The equity markets have performed extremely well for many clients in 2021 — in some cases, the gains may have been surprising enough to motivate the client to cash out on investments at a significant gain without much planning or advice.
While that can be considered a positive development for many, it can also mean that many clients may be faced with a larger-than-anticipated year-end tax bill on unexpected capital gains. Clients have a few short days to take action to prevent a surprise tax hit from digging into their profits.
While tax loss harvesting strategies are old hat for many advisors and clients, implementing these strategies properly can gain new importance for clients who may have unexpected gains for 2021—and advisors should pay particular attention to clients who may have engaged in cryptocurrency trading during the year.
Capital Gains Taxes: The Basics
Many clients are familiar with experiencing a year-end capital gains tax bill. They’ve even come to expect it. However, 2021 was unique for a number of reasons — meaning that some clients could be faced with long-term capital gains tax liability for the first time ever.

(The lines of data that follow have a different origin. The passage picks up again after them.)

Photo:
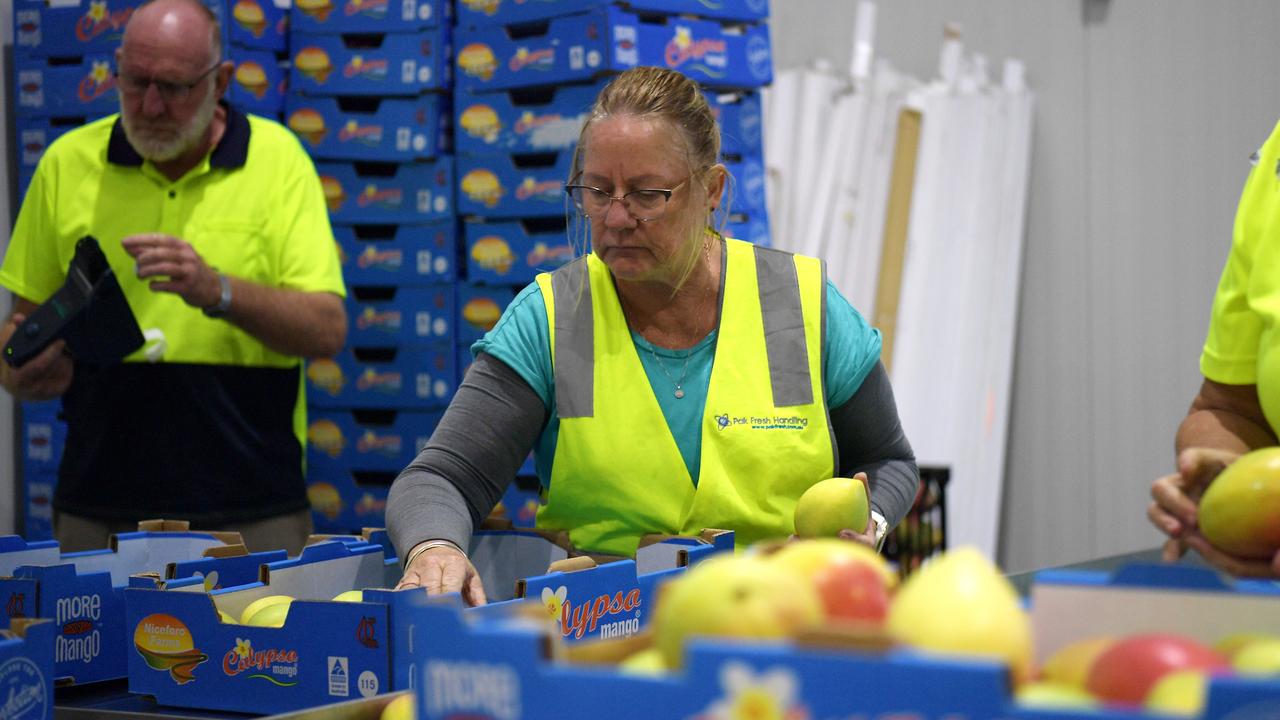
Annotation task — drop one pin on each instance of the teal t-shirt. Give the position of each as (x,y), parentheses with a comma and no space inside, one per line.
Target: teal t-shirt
(521,341)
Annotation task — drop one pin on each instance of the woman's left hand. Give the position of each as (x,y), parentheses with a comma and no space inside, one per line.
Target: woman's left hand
(1238,566)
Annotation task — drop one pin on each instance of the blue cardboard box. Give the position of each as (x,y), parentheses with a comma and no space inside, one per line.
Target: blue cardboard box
(261,24)
(551,118)
(183,655)
(748,186)
(44,434)
(259,82)
(753,228)
(82,592)
(782,679)
(515,251)
(479,309)
(380,64)
(472,13)
(410,192)
(741,121)
(27,671)
(83,87)
(544,121)
(344,500)
(396,378)
(366,441)
(402,255)
(315,17)
(513,186)
(37,502)
(400,315)
(92,27)
(78,27)
(35,135)
(583,46)
(392,130)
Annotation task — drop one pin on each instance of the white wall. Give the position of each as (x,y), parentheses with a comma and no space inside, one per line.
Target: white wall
(1147,112)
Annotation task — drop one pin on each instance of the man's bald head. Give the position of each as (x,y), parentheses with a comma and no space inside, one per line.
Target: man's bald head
(177,23)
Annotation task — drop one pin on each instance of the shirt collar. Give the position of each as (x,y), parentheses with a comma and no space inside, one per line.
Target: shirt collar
(232,150)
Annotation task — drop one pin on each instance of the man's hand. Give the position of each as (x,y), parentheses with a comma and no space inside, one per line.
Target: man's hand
(44,377)
(1175,499)
(178,267)
(440,570)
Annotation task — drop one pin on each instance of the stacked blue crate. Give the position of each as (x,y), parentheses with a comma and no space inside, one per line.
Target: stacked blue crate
(369,99)
(64,76)
(64,64)
(44,434)
(528,73)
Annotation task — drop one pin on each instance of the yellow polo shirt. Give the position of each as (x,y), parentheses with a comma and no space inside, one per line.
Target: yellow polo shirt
(213,429)
(1243,343)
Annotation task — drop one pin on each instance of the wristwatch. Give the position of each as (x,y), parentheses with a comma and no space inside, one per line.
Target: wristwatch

What Your Peers Are Reading
Fluctuations in the cryptocurrency markets during the year may have prompted many investors to sell when cryptocurrency prices were at their peak. Because cryptocurrency is treated as property, those clients will be liable for capital gains taxes on their profits — and it’s no longer possible for those clients to fly under the IRS’s radar when it comes to reporting crypto gains.
Remember, tax loss harvesting strategies don’t apply to traditional retirement accounts, like IRAs or 401(k)s, where the funds grow on a tax-deferred basis. Those distributions are subject to ordinary income tax upon withdrawal, not capital gains taxes.
Further, clients should remember the distinction between short-term and long-term capital gains. Long-term capital gains tax rates apply when the client has held the asset for one year or more. Long-term capital losses will offset long-term capital gains.
If the holding period is shorter, the rates will be taxed as short-term capital gains (which mirror ordinary income tax rates).
Tax Loss Harvesting Strategy
First and foremost, any tax loss harvesting strategy must be executed by Dec. 31 in order for the loss to offset 2021 gains. With the tax loss harvesting strategy, clients will want to pay attention to fluctuations in asset value. Selling a capital asset at a loss in a year when the client will also realize long-term capital gains can offset the capital gains tax liability.
To execute a tax loss harvesting strategy, clients simply sell capital assets that have fallen in value to offset their capital gains for the year. These clients should also note that they can use up to $3,000 in capital losses to offset ordinary income for the year.
Further, any disallowed capital losses can be carried forward to future years if they exceed the client’s capital gains by more than $3,000.
As always, clients should be careful when selling an investment merely to offset capital gains. Some investments may make sense in the long term even if they’ve performed poorly in recent years. Those long-term payoffs are also an important issue when considering the client’s long-term tax outlook.